Provinces getting girls on bikes on the increase

KZN Cycling’s Tyrone Johns has been involved with the District Development Project for a few years now, and has seen a significant increase in the number of female riders on bikes. In the Eastern Cape, Cycling South Africa’s Vice President and former Transformation and Development Officer Yster Xatasi chats about the newly formed Women’s Cycling Academy in Port Elizabeth.

“I’ve been doing this program for three years now,” says Johns. “I’m not going to say that the amount of girls has doubled, but there has definitely been an increase in female riders wanting to take part in BMX,”

Often, Johns and his team separate the girls from the boys so that there is less intimidation from those already confident on the bike. “You often find that the girls are shy to start riding initially, but among themselves it’s easier to practice and there’s a lot more encouragement in the smaller groups,” he added.
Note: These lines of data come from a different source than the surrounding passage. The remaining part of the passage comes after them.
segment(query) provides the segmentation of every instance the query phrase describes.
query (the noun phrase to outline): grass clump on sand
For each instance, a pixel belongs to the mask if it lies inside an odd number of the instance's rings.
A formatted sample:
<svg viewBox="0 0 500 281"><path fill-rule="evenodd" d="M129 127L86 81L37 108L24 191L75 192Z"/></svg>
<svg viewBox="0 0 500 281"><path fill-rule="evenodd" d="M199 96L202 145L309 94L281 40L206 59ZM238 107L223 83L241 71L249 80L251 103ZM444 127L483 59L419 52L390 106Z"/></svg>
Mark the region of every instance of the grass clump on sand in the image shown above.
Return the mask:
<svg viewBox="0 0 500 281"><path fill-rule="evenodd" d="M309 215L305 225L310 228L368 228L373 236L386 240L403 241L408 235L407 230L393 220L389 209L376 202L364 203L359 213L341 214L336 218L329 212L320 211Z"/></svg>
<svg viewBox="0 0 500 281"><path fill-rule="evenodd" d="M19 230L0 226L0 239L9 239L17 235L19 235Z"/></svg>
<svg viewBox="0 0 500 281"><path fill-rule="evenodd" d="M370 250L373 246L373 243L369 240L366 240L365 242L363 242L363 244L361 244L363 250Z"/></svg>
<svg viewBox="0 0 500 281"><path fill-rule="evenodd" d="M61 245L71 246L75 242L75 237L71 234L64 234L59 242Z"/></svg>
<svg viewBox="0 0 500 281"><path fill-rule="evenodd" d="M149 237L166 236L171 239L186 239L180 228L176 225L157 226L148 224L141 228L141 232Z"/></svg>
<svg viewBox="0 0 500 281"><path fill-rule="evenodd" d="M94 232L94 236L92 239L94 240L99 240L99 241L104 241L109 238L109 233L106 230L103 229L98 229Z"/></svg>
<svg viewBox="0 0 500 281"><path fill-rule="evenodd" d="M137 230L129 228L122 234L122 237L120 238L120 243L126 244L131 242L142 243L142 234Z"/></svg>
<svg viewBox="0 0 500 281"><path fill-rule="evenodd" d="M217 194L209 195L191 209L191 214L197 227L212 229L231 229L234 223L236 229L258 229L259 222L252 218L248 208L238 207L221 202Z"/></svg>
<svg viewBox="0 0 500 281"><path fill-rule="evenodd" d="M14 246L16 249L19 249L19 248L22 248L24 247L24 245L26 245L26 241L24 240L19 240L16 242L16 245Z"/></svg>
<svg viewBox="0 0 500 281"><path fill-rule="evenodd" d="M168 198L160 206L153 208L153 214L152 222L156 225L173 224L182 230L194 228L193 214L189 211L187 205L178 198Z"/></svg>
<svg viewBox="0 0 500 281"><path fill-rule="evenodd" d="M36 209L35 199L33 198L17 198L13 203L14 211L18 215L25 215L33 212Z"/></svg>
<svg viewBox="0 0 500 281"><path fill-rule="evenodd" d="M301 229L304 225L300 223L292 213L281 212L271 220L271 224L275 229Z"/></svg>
Cycling South Africa’s Vice President and former Transformation and Development Commission Director Yster Xatasi chats about the newly formed Nelson Mandela Bay Ladies Cycling Academy in Port Elizabeth. Photo: Supplied

Cycling South Africa’s Vice President and former Transformation and Development Commission Director Yster Xatasi chats about the newly formed Nelson Mandela Bay Ladies Cycling Academy in Port Elizabeth. Photo: Supplied

 

Although many of the boys who ride are already confident on the bikes, the young girls are beginning to give them a run for their money. “The young girls are getting really good at riding. So much so, that Nabeela Adams from the uMzinyathi District in Dundee, was asked to race against the boys, and the boys all said no. They knew that she was better than them,” Johns laughed.

In Port Elizabeth, Xatasi approached a local radio station and reached out to communities. “When the listeners heard me on the radio I began to get the phone calls,” he added.

 “It began as part of the mandate of the federation which requires all provinces to form cycling academies as part of transformation,” he said.

He says that the interest has been massive, and that there are 12 riders in the academy already. “I am getting more and more calls of others who interested. We have 12 new bikes so far, and a container filled with old bikes earmarked for women and girls only – all they need are some spare parts and some fixing.”

“Of course financial support is often a struggle, but bikes, spare parts, hemets – anything is welcomed with open arms to be able to get more women on bicyles in the community,” he said.

Xatasi also mentioned Margie Rudman from Cycle Pro, who has assisted with the development of the academy, and also donated helmets for the riders.